Les pièces produites aux débats par les parties démontrent qu'elles ont été en accord jusqu'au mois d'avril 2006, date à laquelle M. X... et le représentant de MAISONS BETERBAT ont signé un récapitulatif du chantier et des travaux à réaliser. Par la suite, le maître de l'ouvrage a envoyé, le 28 août 2006, une lettre de mise en demeure de reprendre les travaux sous huit jours et il est avéré que M. X... n'a pas accepté l'avenant proposé par les MAISONS BETERBAT, le 16 novembre 2006, comprenant une augmentation du prix de la construction.

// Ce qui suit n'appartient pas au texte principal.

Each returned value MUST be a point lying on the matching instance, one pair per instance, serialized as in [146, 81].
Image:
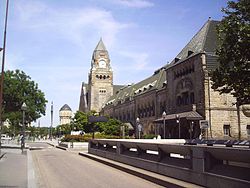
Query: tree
[233, 73]
[112, 127]
[80, 121]
[19, 88]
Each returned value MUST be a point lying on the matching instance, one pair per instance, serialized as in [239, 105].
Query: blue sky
[53, 40]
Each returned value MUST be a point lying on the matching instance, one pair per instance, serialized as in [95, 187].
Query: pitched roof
[205, 40]
[65, 108]
[154, 82]
[100, 46]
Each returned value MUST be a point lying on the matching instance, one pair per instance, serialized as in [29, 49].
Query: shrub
[149, 136]
[86, 137]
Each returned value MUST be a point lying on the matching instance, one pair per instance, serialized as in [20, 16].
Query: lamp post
[164, 128]
[50, 136]
[179, 124]
[139, 127]
[191, 129]
[2, 73]
[23, 108]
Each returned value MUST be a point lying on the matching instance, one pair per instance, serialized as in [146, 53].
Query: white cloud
[78, 25]
[134, 3]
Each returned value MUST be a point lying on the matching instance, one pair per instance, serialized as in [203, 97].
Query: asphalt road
[58, 168]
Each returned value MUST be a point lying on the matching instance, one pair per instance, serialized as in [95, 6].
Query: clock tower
[100, 83]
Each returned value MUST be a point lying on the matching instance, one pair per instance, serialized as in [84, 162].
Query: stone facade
[100, 82]
[65, 115]
[181, 89]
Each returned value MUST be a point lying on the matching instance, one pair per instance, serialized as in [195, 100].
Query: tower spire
[100, 46]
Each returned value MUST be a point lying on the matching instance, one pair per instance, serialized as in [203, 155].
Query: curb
[150, 176]
[60, 147]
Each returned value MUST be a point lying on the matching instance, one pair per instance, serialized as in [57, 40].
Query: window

M. X... a été débouté par les premiers juges de sa demande en résiliation du contrat aux torts exclusifs de son cocontractant. Il est certain qu'en dépit de ses allégations, la cour ne disposant pas de la décision de la mairie d'interdire les travaux, ne peut affirmer que ladite interdiction a été prononcée en raison de la non-conformité de la construction aux prescriptions du permis de construire. Il est, au contraire, avéré que, d'un commun accord, M. X... et les MAISONS BETERBAT ont écrit à la mairie des Trois Ilets pour demander l'annulation du permis accordé. De plus, le courrier que le constructeur a envoyé au maître de l'ouvrage, le 6 août 2002, démontre que c'est le premier qui a averti le second de l'affaissement de la route jouxtant son terrain et du risque pour la stabilité du futur immeuble qui en découlait, respectant en cela son obligation de conseil. L'appelant n'établit pas non plus que le rejet de la deuxième demande de permis de construire soit imputable aux MAISONS BETERBAT, ni que les délais dont il se plaint soient de leur fait. Enfin, il est évident que, jusqu'au mois d'août 2006, M. X... souhaitait que les travaux reprennent et que son cocontractant termine le chantier.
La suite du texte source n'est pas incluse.